Frances McDormand takes fascinating journey in desolate and beautiful Nomadland
Isolated characters in films can often lead to some powerful stories. From Janet Leigh in Psycho to Tom Hanks in Cast Away to Reese Witherspoon in Wild, the reason a certain character ends up by herself or himself can vary, but they almost always feature that character doing some deep soul-searching, trying to account for what got her or him to that particular point in life.
Many viewers may find themselves doing some searching of their own after watching the exquisite Nomadland. Taking inspiration from Jessica Bruder’s non-fiction book of the same name, writer/director Chloé Zhao delivers the somber yet poignant story of Fern (Frances McDormand), a woman reeling from the double whammy of the death of her husband and the closure of a sheetrock plant in Empire, Nevada, which essentially decimated the town.
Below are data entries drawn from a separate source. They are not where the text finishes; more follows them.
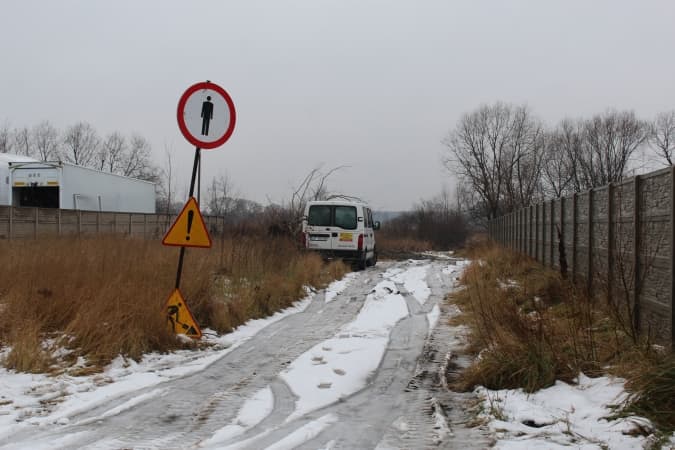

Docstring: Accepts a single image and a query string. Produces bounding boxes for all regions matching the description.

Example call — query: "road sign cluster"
[163,81,236,339]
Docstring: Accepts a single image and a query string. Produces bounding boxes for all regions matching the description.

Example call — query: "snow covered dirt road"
[0,258,489,449]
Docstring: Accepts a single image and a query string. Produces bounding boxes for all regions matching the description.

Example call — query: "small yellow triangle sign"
[162,197,212,248]
[165,288,202,339]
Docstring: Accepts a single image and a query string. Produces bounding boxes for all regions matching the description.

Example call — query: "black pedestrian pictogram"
[201,96,214,136]
[167,302,198,336]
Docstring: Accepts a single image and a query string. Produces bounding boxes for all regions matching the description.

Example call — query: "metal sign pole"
[175,147,202,289]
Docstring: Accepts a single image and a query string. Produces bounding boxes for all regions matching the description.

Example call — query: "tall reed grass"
[0,235,346,372]
[453,243,627,392]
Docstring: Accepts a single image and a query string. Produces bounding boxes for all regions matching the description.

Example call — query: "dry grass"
[451,243,630,393]
[0,235,347,371]
[623,356,675,433]
[376,234,432,259]
[452,242,675,434]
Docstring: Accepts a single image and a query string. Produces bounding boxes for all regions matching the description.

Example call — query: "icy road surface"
[0,258,489,449]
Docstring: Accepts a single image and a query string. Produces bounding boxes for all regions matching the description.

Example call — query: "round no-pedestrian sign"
[177,81,236,150]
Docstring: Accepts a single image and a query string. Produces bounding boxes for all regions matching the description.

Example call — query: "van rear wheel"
[357,251,367,271]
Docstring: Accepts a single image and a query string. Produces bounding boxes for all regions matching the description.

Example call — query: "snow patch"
[265,414,338,450]
[200,387,274,448]
[281,279,409,420]
[324,273,356,303]
[387,264,432,305]
[427,304,441,338]
[477,374,652,449]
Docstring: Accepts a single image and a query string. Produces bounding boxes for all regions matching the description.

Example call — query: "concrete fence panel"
[489,167,675,346]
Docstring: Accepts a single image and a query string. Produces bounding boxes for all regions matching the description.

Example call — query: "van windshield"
[334,206,357,230]
[308,205,332,226]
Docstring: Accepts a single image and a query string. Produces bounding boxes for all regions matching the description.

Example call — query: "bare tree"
[578,110,648,187]
[98,132,127,172]
[207,173,236,217]
[443,102,543,221]
[541,120,584,198]
[13,127,33,157]
[0,122,13,154]
[649,110,675,166]
[503,105,546,209]
[32,121,60,161]
[122,134,155,179]
[62,122,99,166]
[156,145,178,215]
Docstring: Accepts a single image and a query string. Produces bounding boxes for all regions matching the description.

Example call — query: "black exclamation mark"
[186,210,194,241]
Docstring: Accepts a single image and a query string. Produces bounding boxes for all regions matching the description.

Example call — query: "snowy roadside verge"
[0,283,336,437]
[446,258,675,449]
[475,374,662,449]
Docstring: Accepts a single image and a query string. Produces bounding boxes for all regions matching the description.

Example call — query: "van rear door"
[306,204,333,251]
[331,205,358,251]
[306,204,359,252]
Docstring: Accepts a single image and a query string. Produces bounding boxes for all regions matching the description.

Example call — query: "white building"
[0,153,155,213]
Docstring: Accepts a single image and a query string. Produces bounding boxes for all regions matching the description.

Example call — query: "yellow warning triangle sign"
[162,197,212,248]
[165,288,202,339]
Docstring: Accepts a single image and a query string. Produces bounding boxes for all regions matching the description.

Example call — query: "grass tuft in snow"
[623,355,675,433]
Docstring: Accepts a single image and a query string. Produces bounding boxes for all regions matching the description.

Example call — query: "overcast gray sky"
[2,1,674,210]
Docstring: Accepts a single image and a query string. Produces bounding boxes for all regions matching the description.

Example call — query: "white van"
[302,200,380,269]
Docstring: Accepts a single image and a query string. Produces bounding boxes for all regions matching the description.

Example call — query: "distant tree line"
[382,188,468,249]
[0,120,159,182]
[443,103,675,224]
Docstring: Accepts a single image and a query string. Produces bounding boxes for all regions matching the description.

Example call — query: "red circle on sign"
[177,81,236,150]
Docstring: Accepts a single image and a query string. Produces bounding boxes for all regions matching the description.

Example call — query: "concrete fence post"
[518,208,527,254]
[510,213,513,248]
[670,166,675,348]
[671,166,675,345]
[34,208,38,239]
[634,175,641,336]
[528,205,532,257]
[572,193,577,284]
[511,211,514,249]
[560,197,565,274]
[588,189,593,294]
[525,207,528,255]
[511,212,515,249]
[539,202,543,263]
[608,183,614,305]
[8,206,12,240]
[550,200,555,267]
[520,208,527,255]
[534,204,541,261]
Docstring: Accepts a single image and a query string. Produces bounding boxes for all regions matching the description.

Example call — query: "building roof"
[0,153,40,165]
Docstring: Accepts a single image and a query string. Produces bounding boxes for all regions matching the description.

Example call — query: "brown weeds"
[452,243,621,393]
[0,235,346,370]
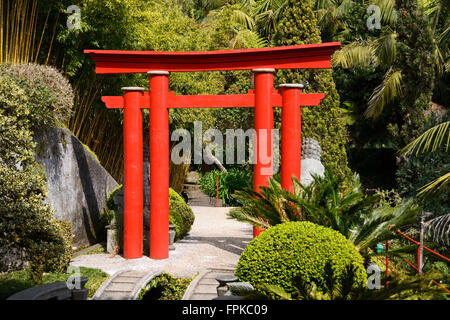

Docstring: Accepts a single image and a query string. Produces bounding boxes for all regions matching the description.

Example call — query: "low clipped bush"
[0,63,73,130]
[235,221,367,297]
[169,188,195,240]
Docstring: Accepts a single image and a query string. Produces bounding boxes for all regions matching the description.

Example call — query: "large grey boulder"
[34,127,119,246]
[300,138,325,186]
With nowhere to call home, she has settled into an itinerant lifestyle, outfitting a van to be her shelter while she wanders from place to place, taking short term jobs at Amazon, RV parks, and roadside restaurants. While it would be difficult to call her “happy,” she does appear to be at least satisfied with her current lot in life, which gives her plenty of freedom to go where she wants to go and and do what she wants to do.
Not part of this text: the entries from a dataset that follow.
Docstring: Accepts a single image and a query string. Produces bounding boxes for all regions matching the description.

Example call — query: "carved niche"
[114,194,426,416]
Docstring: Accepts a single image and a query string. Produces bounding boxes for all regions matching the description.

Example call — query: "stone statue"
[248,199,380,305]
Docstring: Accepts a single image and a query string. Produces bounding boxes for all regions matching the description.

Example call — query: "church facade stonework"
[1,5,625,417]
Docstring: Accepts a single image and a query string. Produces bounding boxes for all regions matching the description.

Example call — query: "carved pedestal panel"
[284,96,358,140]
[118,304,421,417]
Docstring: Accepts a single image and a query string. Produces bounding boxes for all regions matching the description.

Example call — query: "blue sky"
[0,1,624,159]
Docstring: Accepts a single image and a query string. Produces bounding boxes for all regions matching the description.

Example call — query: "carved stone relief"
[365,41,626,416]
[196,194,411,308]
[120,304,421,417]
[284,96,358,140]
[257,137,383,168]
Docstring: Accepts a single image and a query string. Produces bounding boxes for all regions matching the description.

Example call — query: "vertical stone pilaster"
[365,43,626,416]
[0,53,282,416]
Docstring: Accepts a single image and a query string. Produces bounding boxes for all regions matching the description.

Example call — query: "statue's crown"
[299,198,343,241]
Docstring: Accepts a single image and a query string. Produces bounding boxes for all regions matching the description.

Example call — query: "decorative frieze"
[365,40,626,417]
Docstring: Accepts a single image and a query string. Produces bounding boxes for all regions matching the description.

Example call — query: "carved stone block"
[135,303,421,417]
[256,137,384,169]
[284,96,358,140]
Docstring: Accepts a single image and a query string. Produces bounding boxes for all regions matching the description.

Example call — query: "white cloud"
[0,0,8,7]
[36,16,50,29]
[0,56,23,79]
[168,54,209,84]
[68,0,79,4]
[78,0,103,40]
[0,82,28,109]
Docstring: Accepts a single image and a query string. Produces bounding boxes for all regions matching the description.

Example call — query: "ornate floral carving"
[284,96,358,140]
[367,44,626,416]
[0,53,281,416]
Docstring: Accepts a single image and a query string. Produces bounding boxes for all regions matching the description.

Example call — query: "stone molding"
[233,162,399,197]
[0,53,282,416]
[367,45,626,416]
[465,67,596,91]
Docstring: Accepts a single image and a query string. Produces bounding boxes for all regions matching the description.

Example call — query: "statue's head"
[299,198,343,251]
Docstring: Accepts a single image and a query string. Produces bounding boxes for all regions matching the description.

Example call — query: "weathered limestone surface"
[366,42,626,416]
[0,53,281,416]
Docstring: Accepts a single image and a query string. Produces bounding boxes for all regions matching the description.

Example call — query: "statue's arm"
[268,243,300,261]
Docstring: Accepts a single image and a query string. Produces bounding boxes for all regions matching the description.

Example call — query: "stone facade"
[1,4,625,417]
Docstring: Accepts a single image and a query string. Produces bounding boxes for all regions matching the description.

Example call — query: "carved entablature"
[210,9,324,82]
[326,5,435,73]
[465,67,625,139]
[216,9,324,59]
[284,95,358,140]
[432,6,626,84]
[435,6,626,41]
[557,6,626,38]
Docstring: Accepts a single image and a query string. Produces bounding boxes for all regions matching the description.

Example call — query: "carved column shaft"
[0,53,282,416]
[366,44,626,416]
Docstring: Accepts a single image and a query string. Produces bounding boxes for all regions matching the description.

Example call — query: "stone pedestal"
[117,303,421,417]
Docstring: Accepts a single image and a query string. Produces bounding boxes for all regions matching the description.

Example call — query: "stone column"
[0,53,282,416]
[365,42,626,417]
Zhao uses many real-life people, including some featured in the book, to complement Fern’s journey, offering advice, aid, and comfort at various stops. One stop in Arizona provides a sort of community for Fern, but she appears to prefer a sort of self-imposed isolation, only popping her head out when she truly needs help.
The story is free-flowing, with little structure as it follows Fern along her ever-winding path. It’s at once a commentary on the crumbling safety net that American jobs once promised, and also an indictment of the entire system where people are beholden to companies that often find them highly disposable.
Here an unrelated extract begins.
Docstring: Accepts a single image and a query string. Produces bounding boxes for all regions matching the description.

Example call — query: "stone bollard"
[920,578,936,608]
Although Fern and the likeminded people with whom she interacts lead lives different than most in the United States, it’s not difficult to empathize with them. Zhao lets many of them tell their own stories, and each one is both unique and relatable. The details of their lives could be considered tragic by one measure, but it’s clear by how they approach each day that none of them would view their lives that way.
McDormand utterly inhabits her role, with an ultra-short haircut and makeup-free face helping her establish Fern as a no-nonsense, what-you-see-is-what-you-get kind of person. At the same time, Fern’s motivations can sometimes be a mystery, and it’s McDormand’s performance that keeps the character compelling even when you don’t know what she’s going to do next.
Like much of the land that Fern travels to and through, Nomadland is both desolate and beautiful. As the best movies do, it gives a glimpse into a world with which many people may be unfamiliar, and draws us in with a fascinating and emotional story.
Nomadland is currently showing in IMAX theaters. It will open in select theaters and debut on Hulu on February 19.